Analysis of the Differentiation of Adult Neural Stem and Progenitor Cells Post Treatment with the ASH1 Transcription Factor

Abstract

Adult neural stem and progenitor cells hold the potential to regenerate lost tissue following injury or disease to the central nervous system. Before these cells can be used to regenerate tissue, they must be instructed to differentiate into the appropriate cell type. The objectives of this thesis were to investigate the differentiation induced from the proneural transcription factor ASH1 with an intracellular delivery mechanism in adult neural stem and progenitor cells cultured in vitro and to develop an in-house biosensor capable of detecting the neurotransmitter glutamate from non-myelinated axons.

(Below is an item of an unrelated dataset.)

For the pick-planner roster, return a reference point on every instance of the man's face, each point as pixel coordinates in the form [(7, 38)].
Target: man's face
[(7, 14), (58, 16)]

It was demonstrated that the addition of the cell permeable ASH1 promoted neurogenesis in neural stem and progenitor cells after two weeks of cell culture. Patch-clamp electrophysiology and immunocytochemistry were used to verify that the cells were differentiating into neurons. Although the cells did not develop into mature neurons capable of generating action potentials, they showed neuronal characteristics including the expression of neurofilament and the presence of voltage-gated Na+ channels. In addition, it was shown, using patch-clamp electrophysiology on HEK293T cells transduced to express the glutamate ionotropic receptor GRIK3, that glutamate can be detected in the bath solution. This work shows that HASH1 can be used to induce neuronal differentiation in adult neural stem and progenitor cells in vitro and the inhouse biosensor can be used to detect potential glutamate release from axons of neurons generated by ASH1.